Production Checklist

📋 Production Deployment Checklist for Redis Streams

  • MAXLEN/MINID — Always set stream size limits to prevent RAM overflow. Use MAXLEN ~ 100000 (approximate, faster than exact)
  • Persistence — Enable AOF (appendonly yes) or RDB snapshots so data survives Redis restarts
  • Consumer naming — Use format worker-{hostname}-{pid} for easier debugging
  • XCLAIM timeout — Set 60-300s depending on average processing time. Too short → duplicate processing, too long → delayed recovery
  • Dead letter queue — After N retries (typically 3-5), move messages to a separate DLQ stream
  • Monitoring — Track: XLEN (stream size), XPENDING (pending count), consumer lag, memory usage
  • Idempotent consumers — At-least-once delivery means duplicates are possible.
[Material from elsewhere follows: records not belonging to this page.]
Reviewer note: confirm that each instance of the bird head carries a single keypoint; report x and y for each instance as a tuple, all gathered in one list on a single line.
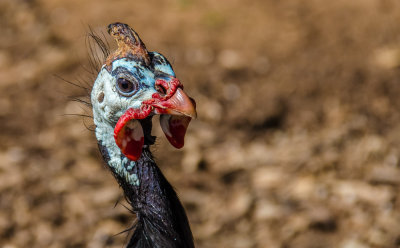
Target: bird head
[(134, 84)]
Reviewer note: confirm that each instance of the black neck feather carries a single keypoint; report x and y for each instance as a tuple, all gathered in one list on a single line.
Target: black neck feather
[(161, 218)]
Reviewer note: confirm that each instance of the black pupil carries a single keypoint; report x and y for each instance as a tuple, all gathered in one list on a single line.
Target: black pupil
[(125, 86)]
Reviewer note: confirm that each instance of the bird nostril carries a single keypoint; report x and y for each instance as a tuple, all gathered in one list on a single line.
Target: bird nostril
[(100, 97), (161, 89)]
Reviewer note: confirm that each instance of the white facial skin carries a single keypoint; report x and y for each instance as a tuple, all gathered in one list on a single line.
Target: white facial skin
[(109, 106)]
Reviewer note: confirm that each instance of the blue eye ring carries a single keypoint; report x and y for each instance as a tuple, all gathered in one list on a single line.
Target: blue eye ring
[(127, 87)]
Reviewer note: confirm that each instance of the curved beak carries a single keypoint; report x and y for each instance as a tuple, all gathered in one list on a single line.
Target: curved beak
[(178, 104)]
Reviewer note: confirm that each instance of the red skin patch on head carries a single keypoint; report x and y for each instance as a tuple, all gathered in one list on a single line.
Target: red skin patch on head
[(132, 148)]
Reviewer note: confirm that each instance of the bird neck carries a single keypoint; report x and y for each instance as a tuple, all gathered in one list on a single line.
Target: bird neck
[(161, 218)]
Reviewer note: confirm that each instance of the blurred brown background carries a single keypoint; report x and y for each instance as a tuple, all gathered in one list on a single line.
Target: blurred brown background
[(296, 145)]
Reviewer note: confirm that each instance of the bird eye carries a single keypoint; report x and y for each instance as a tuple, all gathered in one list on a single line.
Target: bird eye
[(126, 87)]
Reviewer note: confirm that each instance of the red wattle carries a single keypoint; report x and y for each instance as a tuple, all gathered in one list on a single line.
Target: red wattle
[(128, 132)]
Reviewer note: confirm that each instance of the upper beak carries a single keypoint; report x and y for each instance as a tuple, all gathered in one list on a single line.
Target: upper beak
[(178, 104)]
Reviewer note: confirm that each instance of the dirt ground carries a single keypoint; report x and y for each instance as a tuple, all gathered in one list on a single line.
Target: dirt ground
[(296, 144)]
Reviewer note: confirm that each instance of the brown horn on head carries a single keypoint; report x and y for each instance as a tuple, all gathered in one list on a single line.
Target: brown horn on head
[(129, 43)]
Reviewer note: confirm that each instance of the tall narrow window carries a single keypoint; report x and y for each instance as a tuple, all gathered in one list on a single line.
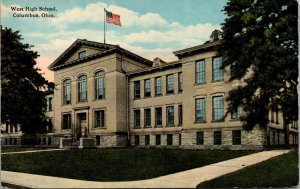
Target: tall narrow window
[(236, 137), (99, 119), (218, 74), (199, 138), (236, 114), (100, 85), (157, 139), (147, 140), (169, 139), (137, 140), (200, 72), (137, 89), (82, 88), (170, 116), (217, 138), (218, 108), (170, 84), (137, 119), (158, 117), (147, 88), (147, 117), (67, 92), (66, 121), (180, 116), (50, 104), (200, 110), (158, 86), (180, 82)]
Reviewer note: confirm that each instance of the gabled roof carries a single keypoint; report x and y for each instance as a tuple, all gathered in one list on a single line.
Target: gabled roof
[(196, 49), (106, 49)]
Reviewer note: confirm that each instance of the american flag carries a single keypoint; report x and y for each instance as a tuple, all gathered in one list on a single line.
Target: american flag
[(112, 18)]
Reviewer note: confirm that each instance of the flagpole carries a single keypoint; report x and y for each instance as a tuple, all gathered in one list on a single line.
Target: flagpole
[(104, 24)]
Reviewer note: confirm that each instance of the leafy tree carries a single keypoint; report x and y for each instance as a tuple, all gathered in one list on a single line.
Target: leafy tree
[(261, 42), (23, 88)]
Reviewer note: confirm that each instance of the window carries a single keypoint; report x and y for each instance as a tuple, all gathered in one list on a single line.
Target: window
[(170, 116), (180, 82), (237, 113), (180, 116), (137, 119), (169, 139), (98, 140), (137, 89), (82, 54), (100, 85), (158, 117), (99, 119), (170, 84), (276, 117), (179, 139), (200, 72), (236, 137), (82, 88), (147, 88), (200, 110), (147, 114), (67, 92), (66, 121), (157, 139), (217, 71), (137, 140), (199, 138), (218, 108), (158, 86), (217, 138), (147, 140), (50, 100)]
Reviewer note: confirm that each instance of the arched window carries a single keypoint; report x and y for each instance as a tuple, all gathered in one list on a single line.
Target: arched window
[(67, 91), (100, 85), (82, 88)]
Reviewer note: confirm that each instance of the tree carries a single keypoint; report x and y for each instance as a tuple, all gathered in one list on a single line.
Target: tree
[(261, 42), (23, 88)]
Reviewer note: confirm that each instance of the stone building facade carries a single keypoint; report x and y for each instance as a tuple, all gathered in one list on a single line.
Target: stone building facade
[(114, 97)]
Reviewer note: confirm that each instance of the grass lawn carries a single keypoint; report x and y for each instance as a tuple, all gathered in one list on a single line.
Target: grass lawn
[(281, 171), (5, 149), (113, 164)]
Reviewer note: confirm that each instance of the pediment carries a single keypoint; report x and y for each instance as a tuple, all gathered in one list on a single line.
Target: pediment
[(80, 45)]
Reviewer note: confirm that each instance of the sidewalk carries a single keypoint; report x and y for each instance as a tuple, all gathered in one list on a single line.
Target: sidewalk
[(186, 179)]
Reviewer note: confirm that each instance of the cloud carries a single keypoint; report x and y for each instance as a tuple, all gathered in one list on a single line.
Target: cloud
[(94, 13), (4, 10), (182, 36)]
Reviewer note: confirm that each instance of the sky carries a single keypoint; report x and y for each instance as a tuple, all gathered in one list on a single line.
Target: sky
[(150, 28)]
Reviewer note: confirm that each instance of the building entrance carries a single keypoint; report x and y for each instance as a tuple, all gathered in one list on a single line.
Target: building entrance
[(80, 126)]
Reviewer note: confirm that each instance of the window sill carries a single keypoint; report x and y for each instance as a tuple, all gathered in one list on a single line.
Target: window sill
[(200, 122), (170, 93), (216, 81), (98, 128), (234, 120), (95, 100), (217, 121), (199, 84)]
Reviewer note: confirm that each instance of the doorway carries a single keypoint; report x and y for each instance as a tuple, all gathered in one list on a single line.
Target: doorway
[(80, 126)]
Consumers must be idempotent (check orderId before processing)
  • Redis Cluster — Streams work in Cluster mode, but each stream lives on one shard (use hash tags for co-location if needed)

Monitoring With Redis CLI

# View stream info
XINFO STREAM orders-stream

# View consumer groups
XINFO GROUPS orders-stream

# View consumers in a group
XINFO CONSUMERS orders-stream order-processors

# View pending messages (not yet ACKed)
XPENDING orders-stream order-processors - + 10

# Count entries in stream
XLEN orders-stream

# Trim stream (keep latest 50K entries)
XTRIM orders-stream MAXLEN ~ 50000

When NOT to Use Redis Streams

ScenarioRedis Streams suitable?Alternative
Microservice events < 100K msg/s✅ Perfect
Order processing, task queue✅ Excellent
Real-time notifications✅ Sub-ms latency
AI/LLM token streaming✅ Great fit
Log aggregation (TB/day)❌ RAM overflowKafka + ClickHouse
Event sourcing (infinite retention)❌ RAM-boundKafka / EventStore
Cross-datacenter replication⚠️ LimitedKafka MirrorMaker
Exactly-once processing❌ At-least-once onlyKafka + Transactions

Conclusion

Redis Streams is the pragmatic choice for event streaming at small-to-mid scale: sub-millisecond latency, powerful consumer groups, zero infrastructure overhead (you already run Redis). Don't deploy Kafka just because "everyone uses it" — if your throughput is under a few hundred thousand msg/s and you don't need infinite retention, Redis Streams handles 90% of use cases with 10% of the complexity. Escalate to Kafka when your system truly needs to scale horizontally to millions of messages per second.